The demonstrators carried anti-Semitic posters and hurled racial epithets, reportedly denouncing Schiffman as a Shylock who wanted to extract a pound of flesh from the black community.
Schiffman turned to several black leaders for help, but despite the increasingly hostile acts of anti-Semitism that were taking place, they all remained silent — except for Robinson.
“I was ashamed to see community leaders who were afraid to speak out when blacks were guilty of anti-Semitism,” Robinson wrote in his 1972 autobiography, “I Never Had It Made. “How could we stand against anti-black prejudice if we were willing to practice or condone a similar intolerance?”
Never one to back down from a cause he believed in, Robinson used his syndicated newspaper column to condemn the protesters’ blatant use of anti-Semitism and compared their actions to events that had occurred in Nazi Germany, drawing the ire of many black nationalists in the process.
The nationalists, who had adopted a separatist agenda, retaliated by protesting in front of a nearby Chock Full O’ Nuts coffee shop — Robinson had worked for the chain after his 1957 retirement from baseball — and outside a dinner honoring Robinson’s induction into the Baseball Hall of Fame.
In turn, several mainstream black leaders — including Roy Wilkins, the longtime leader of the NAACP — quickly came to the defense of Robinson and Schiffman.
“In their fight for equal opportunity, Negroes cannot use the slimy tools of anti-Semitism or indulge in racism, the very tactics against which we cry out,” Wilkins wrote in a telegram to Robinson. “We join you in your straight statement that this is a matter of principle from which there can be no retreat.”
Other leaders, including the Rev.
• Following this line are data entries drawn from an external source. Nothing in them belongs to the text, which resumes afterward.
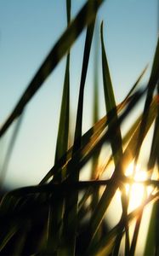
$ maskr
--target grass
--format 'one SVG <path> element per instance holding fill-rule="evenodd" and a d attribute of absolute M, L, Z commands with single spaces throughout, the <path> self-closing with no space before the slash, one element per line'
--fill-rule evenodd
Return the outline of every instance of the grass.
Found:
<path fill-rule="evenodd" d="M 139 237 L 143 214 L 147 205 L 153 210 L 145 247 L 145 255 L 158 255 L 158 79 L 159 43 L 154 56 L 148 84 L 139 89 L 146 67 L 141 72 L 129 93 L 116 105 L 100 26 L 101 63 L 106 113 L 98 119 L 98 73 L 94 73 L 94 125 L 82 132 L 85 80 L 91 54 L 94 25 L 101 0 L 88 1 L 77 17 L 71 21 L 71 0 L 66 1 L 67 28 L 44 60 L 9 119 L 0 129 L 0 137 L 16 119 L 14 131 L 3 167 L 5 175 L 9 158 L 20 128 L 24 110 L 48 76 L 66 55 L 64 89 L 61 101 L 59 132 L 54 166 L 37 186 L 20 188 L 7 193 L 0 204 L 0 255 L 134 255 Z M 80 91 L 76 117 L 74 142 L 69 147 L 70 116 L 70 55 L 71 46 L 87 28 Z M 97 68 L 96 68 L 97 70 Z M 140 87 L 139 87 L 140 88 Z M 133 120 L 126 135 L 122 125 L 127 122 L 139 102 L 144 103 L 143 113 Z M 65 129 L 64 129 L 65 126 Z M 136 166 L 142 145 L 153 127 L 147 161 L 146 180 L 135 181 Z M 101 160 L 105 147 L 111 153 Z M 92 160 L 90 179 L 80 180 L 80 172 Z M 126 176 L 127 166 L 134 162 L 133 172 Z M 111 174 L 105 179 L 110 166 Z M 156 174 L 156 176 L 154 176 Z M 3 182 L 3 179 L 2 179 Z M 145 194 L 139 206 L 129 210 L 130 190 L 139 183 Z M 127 186 L 129 184 L 129 192 Z M 127 186 L 126 186 L 127 185 Z M 151 186 L 150 193 L 148 188 Z M 118 192 L 117 192 L 118 191 Z M 120 192 L 119 192 L 120 191 Z M 120 195 L 122 214 L 114 227 L 108 225 L 107 210 Z M 115 213 L 114 213 L 115 214 Z M 134 226 L 130 235 L 131 225 Z M 124 244 L 124 246 L 123 246 Z"/>

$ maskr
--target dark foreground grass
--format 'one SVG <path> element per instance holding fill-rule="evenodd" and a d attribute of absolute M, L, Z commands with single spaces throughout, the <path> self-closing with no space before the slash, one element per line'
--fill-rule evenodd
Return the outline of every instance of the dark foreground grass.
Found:
<path fill-rule="evenodd" d="M 145 208 L 150 203 L 153 204 L 153 210 L 145 254 L 159 254 L 159 43 L 148 84 L 139 89 L 139 81 L 146 71 L 145 68 L 129 93 L 116 105 L 101 24 L 101 63 L 106 113 L 98 119 L 98 74 L 95 73 L 93 86 L 95 91 L 94 125 L 85 134 L 82 132 L 85 81 L 96 15 L 102 2 L 88 1 L 74 20 L 71 21 L 71 3 L 66 1 L 67 29 L 0 129 L 2 137 L 13 121 L 19 119 L 2 170 L 3 176 L 26 104 L 62 57 L 67 55 L 54 166 L 37 186 L 15 189 L 3 197 L 0 205 L 0 255 L 134 255 Z M 74 142 L 69 148 L 70 55 L 72 44 L 85 27 L 87 32 Z M 143 113 L 132 122 L 127 134 L 122 136 L 122 123 L 127 122 L 132 110 L 137 109 L 138 103 L 141 102 L 144 102 Z M 150 153 L 145 163 L 147 178 L 136 181 L 135 166 L 144 150 L 143 143 L 152 125 Z M 109 147 L 111 153 L 101 160 L 100 152 L 105 147 Z M 81 181 L 80 172 L 90 160 L 93 162 L 90 179 Z M 134 162 L 133 172 L 128 177 L 126 170 L 132 162 Z M 113 166 L 111 173 L 105 179 L 105 174 L 111 165 Z M 131 192 L 128 192 L 126 188 L 128 184 L 133 188 L 134 183 L 144 186 L 145 195 L 141 204 L 136 209 L 129 210 Z M 147 193 L 150 186 L 151 192 Z M 110 228 L 106 212 L 115 200 L 116 191 L 120 191 L 122 214 L 116 225 Z M 134 230 L 130 235 L 132 223 Z"/>

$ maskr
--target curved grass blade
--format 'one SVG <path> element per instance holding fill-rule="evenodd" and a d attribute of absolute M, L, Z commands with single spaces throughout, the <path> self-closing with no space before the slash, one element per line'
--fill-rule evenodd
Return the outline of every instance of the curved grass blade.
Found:
<path fill-rule="evenodd" d="M 154 61 L 153 61 L 153 65 L 152 65 L 152 70 L 151 70 L 151 73 L 150 73 L 150 80 L 149 80 L 149 84 L 148 84 L 148 91 L 147 91 L 145 104 L 145 108 L 144 108 L 144 112 L 143 112 L 143 118 L 142 118 L 142 121 L 141 121 L 141 125 L 140 125 L 140 131 L 139 131 L 139 134 L 138 143 L 137 143 L 137 147 L 136 147 L 136 156 L 135 156 L 135 160 L 134 160 L 134 166 L 136 166 L 136 164 L 138 162 L 138 158 L 139 155 L 140 148 L 141 148 L 141 144 L 143 142 L 144 133 L 145 133 L 145 126 L 146 126 L 146 122 L 147 122 L 147 119 L 148 119 L 148 115 L 149 115 L 150 106 L 150 103 L 152 101 L 155 87 L 156 86 L 156 83 L 158 82 L 158 79 L 159 79 L 158 73 L 159 73 L 159 39 L 157 42 Z M 154 79 L 156 80 L 156 83 L 154 83 Z M 139 234 L 139 226 L 140 226 L 140 222 L 141 222 L 141 218 L 142 218 L 142 214 L 139 217 L 139 219 L 137 220 L 137 223 L 136 223 L 136 226 L 134 229 L 134 234 L 133 234 L 133 241 L 132 241 L 130 255 L 133 255 L 134 253 L 134 250 L 135 250 L 136 243 L 137 243 L 138 234 Z"/>
<path fill-rule="evenodd" d="M 146 124 L 146 127 L 145 130 L 145 137 L 146 136 L 150 127 L 151 126 L 151 124 L 156 115 L 156 99 L 154 99 L 153 103 L 151 104 L 151 108 L 150 108 L 150 113 Z M 124 166 L 126 166 L 129 162 L 131 162 L 134 157 L 136 153 L 136 143 L 137 139 L 139 137 L 139 133 L 140 127 L 139 126 L 138 129 L 135 131 L 133 137 L 131 138 L 127 148 L 125 149 L 122 158 L 121 159 L 121 166 L 118 166 L 115 170 L 111 181 L 116 180 L 120 177 L 121 174 L 123 174 Z M 92 216 L 91 218 L 91 224 L 90 224 L 90 235 L 89 235 L 89 246 L 91 246 L 92 240 L 98 230 L 98 228 L 105 216 L 105 211 L 112 199 L 112 197 L 115 195 L 115 192 L 116 190 L 117 187 L 111 183 L 106 187 L 105 190 L 104 191 L 100 201 Z"/>
<path fill-rule="evenodd" d="M 66 1 L 67 13 L 67 26 L 71 22 L 71 1 Z M 69 115 L 70 115 L 70 53 L 66 58 L 65 74 L 64 81 L 63 96 L 60 116 L 60 124 L 58 131 L 58 137 L 56 143 L 55 160 L 54 163 L 65 154 L 68 149 L 69 139 Z M 65 129 L 64 129 L 65 127 Z M 66 160 L 66 159 L 65 159 Z M 65 170 L 64 169 L 60 176 L 58 176 L 56 182 L 62 182 L 65 177 Z M 61 243 L 61 220 L 63 218 L 64 199 L 58 204 L 56 196 L 51 195 L 52 201 L 49 207 L 48 212 L 48 245 L 46 253 L 58 253 Z"/>
<path fill-rule="evenodd" d="M 91 2 L 91 1 L 89 1 Z M 75 139 L 76 143 L 72 148 L 72 157 L 77 148 L 81 147 L 82 138 L 82 108 L 83 108 L 83 96 L 84 96 L 84 87 L 86 81 L 86 75 L 88 72 L 88 66 L 90 55 L 90 49 L 92 44 L 92 39 L 94 35 L 94 29 L 95 24 L 95 18 L 88 25 L 86 34 L 86 41 L 84 46 L 84 55 L 82 61 L 82 68 L 80 82 L 80 91 L 78 98 L 77 113 L 77 123 L 75 128 Z M 68 169 L 70 166 L 68 165 Z M 75 169 L 71 166 L 71 169 L 74 169 L 74 172 L 71 173 L 68 178 L 71 182 L 77 182 L 79 180 L 79 171 Z M 64 214 L 64 236 L 65 240 L 65 245 L 64 246 L 63 253 L 65 255 L 74 255 L 76 247 L 76 230 L 77 226 L 77 201 L 78 201 L 78 191 L 75 191 L 73 195 L 69 195 L 65 198 L 65 211 Z"/>
<path fill-rule="evenodd" d="M 119 160 L 122 157 L 122 139 L 121 135 L 121 129 L 118 122 L 118 116 L 117 116 L 117 109 L 115 101 L 115 96 L 113 92 L 113 87 L 111 84 L 109 66 L 106 57 L 106 53 L 105 49 L 104 44 L 104 38 L 103 38 L 103 22 L 101 24 L 101 48 L 102 48 L 102 70 L 103 70 L 103 82 L 104 82 L 104 90 L 105 90 L 105 107 L 107 110 L 107 116 L 108 119 L 111 118 L 114 119 L 114 122 L 116 125 L 116 135 L 115 135 L 116 140 L 114 137 L 111 140 L 111 149 L 112 149 L 112 158 L 114 160 L 115 167 L 116 167 L 117 164 L 119 163 Z M 136 84 L 138 84 L 138 81 Z M 136 84 L 132 88 L 130 93 L 134 90 Z M 129 95 L 128 95 L 128 96 Z M 126 99 L 128 99 L 128 96 Z M 113 111 L 112 111 L 113 110 Z M 111 129 L 111 126 L 108 125 L 108 130 Z M 127 211 L 128 211 L 128 204 L 127 196 L 125 193 L 122 193 L 122 216 L 123 219 L 127 219 Z M 129 235 L 128 235 L 128 224 L 125 223 L 125 230 L 126 230 L 126 253 L 129 251 Z"/>
<path fill-rule="evenodd" d="M 13 131 L 13 134 L 12 134 L 12 137 L 11 137 L 9 148 L 8 148 L 8 151 L 6 153 L 6 156 L 4 158 L 4 162 L 3 162 L 3 165 L 2 167 L 2 172 L 0 174 L 0 185 L 1 186 L 3 185 L 3 183 L 6 174 L 7 174 L 8 166 L 9 164 L 9 160 L 10 160 L 13 150 L 14 150 L 14 147 L 18 134 L 20 132 L 20 126 L 21 126 L 21 124 L 23 121 L 24 114 L 25 114 L 25 112 L 23 112 L 22 114 L 16 120 L 16 124 L 15 124 L 14 131 Z"/>
<path fill-rule="evenodd" d="M 158 192 L 156 195 L 150 195 L 145 202 L 143 202 L 141 206 L 139 206 L 138 208 L 136 208 L 128 215 L 128 222 L 131 223 L 131 221 L 139 214 L 139 212 L 144 209 L 144 207 L 147 204 L 156 201 L 156 200 L 158 200 L 158 197 L 159 197 Z M 99 256 L 110 255 L 110 253 L 112 252 L 112 248 L 114 247 L 114 242 L 117 234 L 121 231 L 121 230 L 123 230 L 123 229 L 124 229 L 124 223 L 122 221 L 120 221 L 108 233 L 106 236 L 104 236 L 101 239 L 101 241 L 98 244 L 96 244 L 96 246 L 91 248 L 88 248 L 87 255 L 99 255 Z"/>
<path fill-rule="evenodd" d="M 52 50 L 33 77 L 17 105 L 0 129 L 0 137 L 8 130 L 13 121 L 21 114 L 26 104 L 42 86 L 51 72 L 55 68 L 62 57 L 70 49 L 83 28 L 94 19 L 98 9 L 104 0 L 88 1 L 80 10 L 75 20 L 57 41 Z"/>
<path fill-rule="evenodd" d="M 144 73 L 143 73 L 144 74 Z M 140 76 L 140 79 L 142 76 Z M 138 79 L 139 81 L 139 79 Z M 134 87 L 134 86 L 133 86 Z M 135 87 L 134 87 L 135 88 Z M 117 105 L 117 112 L 120 113 L 128 104 L 128 102 L 131 102 L 133 99 L 133 96 L 129 96 L 128 98 L 125 98 L 122 102 Z M 90 138 L 92 136 L 95 136 L 97 134 L 100 134 L 104 129 L 105 128 L 106 125 L 108 123 L 107 120 L 107 116 L 105 115 L 100 120 L 99 120 L 92 128 L 90 128 L 82 137 L 82 148 L 86 146 L 88 142 L 89 142 Z M 75 142 L 76 143 L 76 142 Z M 54 174 L 57 169 L 62 167 L 62 166 L 65 166 L 66 164 L 65 159 L 69 161 L 71 158 L 72 154 L 72 148 L 71 148 L 68 152 L 66 153 L 66 155 L 64 155 L 59 161 L 58 163 L 47 173 L 47 175 L 43 178 L 40 183 L 46 183 L 52 175 Z"/>

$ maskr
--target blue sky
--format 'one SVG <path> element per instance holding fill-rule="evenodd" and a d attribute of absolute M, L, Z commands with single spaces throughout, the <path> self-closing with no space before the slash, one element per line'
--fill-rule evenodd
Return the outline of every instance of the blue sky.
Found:
<path fill-rule="evenodd" d="M 72 0 L 72 17 L 84 3 Z M 104 20 L 110 72 L 118 102 L 147 63 L 150 68 L 157 40 L 157 0 L 105 0 L 98 20 L 99 24 Z M 0 1 L 0 125 L 65 27 L 65 0 Z M 96 34 L 99 37 L 98 29 Z M 72 117 L 77 110 L 84 36 L 85 32 L 71 53 Z M 92 123 L 94 47 L 99 48 L 100 60 L 100 44 L 94 44 L 86 84 L 83 131 Z M 54 164 L 65 63 L 64 58 L 26 108 L 6 183 L 14 186 L 37 183 Z M 105 109 L 99 62 L 99 82 L 102 117 Z M 71 126 L 73 130 L 73 119 Z M 1 142 L 2 148 L 7 146 L 9 137 L 9 131 Z"/>

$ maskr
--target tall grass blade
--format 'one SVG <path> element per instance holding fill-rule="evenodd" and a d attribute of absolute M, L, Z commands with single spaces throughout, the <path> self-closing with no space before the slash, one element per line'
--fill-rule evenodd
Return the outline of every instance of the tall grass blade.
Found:
<path fill-rule="evenodd" d="M 66 1 L 66 14 L 67 14 L 67 26 L 71 22 L 71 1 Z M 68 149 L 69 139 L 69 115 L 70 115 L 70 53 L 66 58 L 65 74 L 64 81 L 63 96 L 60 109 L 60 117 L 59 124 L 59 131 L 56 143 L 55 160 L 54 163 L 65 154 Z M 65 129 L 64 129 L 65 127 Z M 55 182 L 62 182 L 65 177 L 65 170 L 63 170 L 60 176 Z M 48 251 L 54 253 L 59 253 L 59 249 L 61 243 L 61 220 L 63 218 L 64 200 L 57 205 L 57 198 L 54 195 L 51 195 L 52 202 L 49 207 L 48 216 Z"/>
<path fill-rule="evenodd" d="M 150 127 L 151 126 L 151 124 L 156 118 L 156 99 L 154 99 L 151 107 L 150 108 L 149 117 L 146 124 L 146 127 L 145 130 L 145 137 L 146 136 Z M 122 163 L 122 168 L 120 166 L 117 166 L 116 170 L 114 171 L 114 173 L 111 177 L 112 183 L 109 183 L 104 191 L 100 201 L 91 218 L 90 221 L 90 237 L 89 237 L 89 243 L 91 245 L 91 241 L 93 240 L 96 231 L 98 230 L 98 228 L 105 216 L 105 211 L 110 205 L 110 202 L 114 196 L 117 186 L 114 185 L 114 180 L 116 181 L 120 177 L 121 174 L 123 174 L 124 167 L 128 166 L 128 163 L 130 163 L 135 157 L 136 153 L 136 144 L 137 144 L 137 139 L 139 137 L 139 133 L 140 131 L 140 125 L 134 131 L 133 136 L 132 137 L 130 142 L 128 143 L 128 145 L 127 146 L 126 149 L 124 150 L 124 153 L 122 154 L 122 157 L 121 159 Z"/>
<path fill-rule="evenodd" d="M 8 148 L 8 151 L 6 153 L 6 156 L 4 158 L 3 165 L 2 167 L 2 172 L 0 174 L 0 185 L 1 186 L 3 185 L 5 177 L 6 177 L 6 174 L 7 174 L 8 166 L 9 166 L 9 160 L 10 160 L 13 150 L 14 150 L 15 142 L 17 140 L 18 134 L 20 132 L 20 126 L 21 126 L 21 124 L 23 121 L 24 114 L 25 114 L 25 112 L 23 112 L 22 114 L 16 120 L 16 124 L 15 124 L 14 131 L 13 131 L 13 134 L 11 137 L 11 140 L 10 140 L 10 143 L 9 143 L 9 145 Z"/>
<path fill-rule="evenodd" d="M 140 205 L 138 208 L 133 210 L 128 215 L 128 222 L 131 224 L 131 221 L 136 218 L 139 212 L 144 209 L 144 207 L 149 204 L 152 203 L 158 200 L 158 192 L 156 195 L 150 195 L 146 201 L 145 201 L 142 205 Z M 101 241 L 96 244 L 92 248 L 88 248 L 87 253 L 88 255 L 110 255 L 112 252 L 112 248 L 114 247 L 114 242 L 116 240 L 116 235 L 124 229 L 124 223 L 120 221 L 109 233 L 107 236 L 104 236 Z"/>
<path fill-rule="evenodd" d="M 13 121 L 21 114 L 26 104 L 42 86 L 51 72 L 55 68 L 62 57 L 66 54 L 83 28 L 94 19 L 98 9 L 104 0 L 88 1 L 75 20 L 57 41 L 52 50 L 33 77 L 13 112 L 0 129 L 0 137 L 8 130 Z"/>
<path fill-rule="evenodd" d="M 109 66 L 108 61 L 106 58 L 106 53 L 105 49 L 105 44 L 104 44 L 104 38 L 103 38 L 103 22 L 101 24 L 101 47 L 102 47 L 102 69 L 103 69 L 103 82 L 104 82 L 104 90 L 105 90 L 105 106 L 107 110 L 107 116 L 108 119 L 114 119 L 114 122 L 116 125 L 116 140 L 112 137 L 112 140 L 111 141 L 111 149 L 112 149 L 112 158 L 114 159 L 115 166 L 116 167 L 117 164 L 119 163 L 119 160 L 122 156 L 122 139 L 121 135 L 121 130 L 120 125 L 118 122 L 118 116 L 117 116 L 117 109 L 116 106 L 116 101 L 115 101 L 115 96 L 113 92 L 113 87 L 111 84 L 110 71 L 109 71 Z M 145 72 L 145 71 L 144 71 Z M 142 76 L 142 74 L 141 74 Z M 140 78 L 139 78 L 140 79 Z M 132 88 L 132 90 L 130 90 L 130 94 L 136 87 L 139 81 L 136 82 L 134 86 Z M 126 99 L 129 95 L 127 96 Z M 112 109 L 114 111 L 112 111 Z M 111 129 L 111 126 L 108 125 L 108 129 Z M 127 219 L 127 208 L 128 204 L 127 201 L 127 196 L 125 193 L 122 193 L 122 216 L 123 219 Z M 125 223 L 125 229 L 126 229 L 126 253 L 128 253 L 129 250 L 129 235 L 128 235 L 128 224 Z M 120 236 L 120 235 L 119 235 Z"/>
<path fill-rule="evenodd" d="M 89 1 L 91 3 L 91 1 Z M 77 148 L 81 147 L 82 138 L 82 108 L 83 108 L 83 96 L 84 87 L 86 81 L 86 75 L 88 72 L 88 66 L 90 55 L 90 49 L 92 44 L 92 39 L 94 35 L 94 29 L 95 24 L 95 17 L 93 21 L 88 25 L 86 34 L 86 41 L 84 46 L 84 55 L 82 61 L 82 68 L 80 82 L 79 99 L 77 105 L 77 123 L 75 128 L 75 139 L 76 143 L 73 145 L 72 155 Z M 68 166 L 68 169 L 70 166 Z M 79 180 L 79 171 L 74 169 L 73 165 L 71 169 L 74 172 L 69 177 L 69 182 L 77 182 Z M 74 255 L 76 247 L 76 232 L 77 225 L 77 201 L 78 201 L 78 191 L 75 191 L 73 195 L 69 195 L 65 198 L 65 211 L 64 214 L 64 236 L 66 241 L 64 252 L 65 255 Z"/>

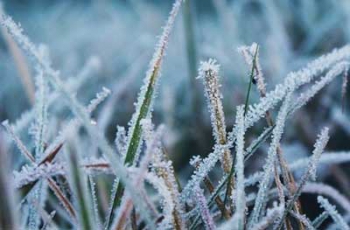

Martin Luther King Jr. and Philadelphia Tribune publisher Dr. E. Washington Rhodes, also offered their support, according to Robinson. Major League Baseball’s first black player also managed to pry a condemnation of anti-Semitism from Lewis Micheaux, the owner of Harlem’s National Memorial African Book Store, though Micheaux had sympathized with the marchers and denounced Robinson’s initial criticisms.
Soon after, the protests ceased.
Some Jewish communal officials have noted that Robinson’s strong stance during the 1962 Apollo incident stood in stark contrast to the silence from black leaders during the 1995 protests outside Freddy’s clothing store on 125th Street.
For months, large crowds gathered in front of the Harlem store to protest the efforts of its Jewish owner, Fred Harari, to expand into an adjacent storefront that was occupied by a black-owned business.
The condemnations came only after one protester, Roland Smith Jr., shot and killed seven store employees before burning down the building and taking his own life.
Robinson was always quick to criticize anti-Semitism in the black community, according to Stephen Norwood, a professor at the University of Oklahoma who co-wrote a scholarly article on Robinson’s relationship with Jews.
In a 1997 interview timed to the 50th anniversary of Robinson’s integration of baseball, Norwood pointed out that Robinson was the first to condemn and call for the removal of a Congress of Racial Equality official in 1966 after he shouted at a group of Jews, “Hitler made a mistake when he didn’t kill enough of you.”
While raising funds for the NAACP and bail money for imprisoned civil-rights marchers, Norwood said, Robinson witnessed the valuable contributions that Jews were making to the black community’s struggle. When Robinson took part in the legendary march on Washington and stood by King in Birmingham, Ala., he saw that some Jews also were placing their bodies on the line for civil-rights causes.
According to Norwood, when black nationalism emerged as a powerful force during the 1960s, Robinson rejected its separatist agenda and continued to include Jews in his major efforts to economically empower the black community with the Freedom National Bank and the Jackie Robinson Construction Company.
Roger Kahn, whose “Boys of Summer” chronicled Robinson and his teammates’ multi-year road to winning the World Series in 1955, would write later that Robinson’s actions during the Apollo protests should not have come as a surprise.
“He hated anti-Semitism just as he hated prejudice against blacks,” Kahn wrote. “Without qualification and from the gut.”
(This piece was adapted from an article that first appeared in The Jewish Exponent.)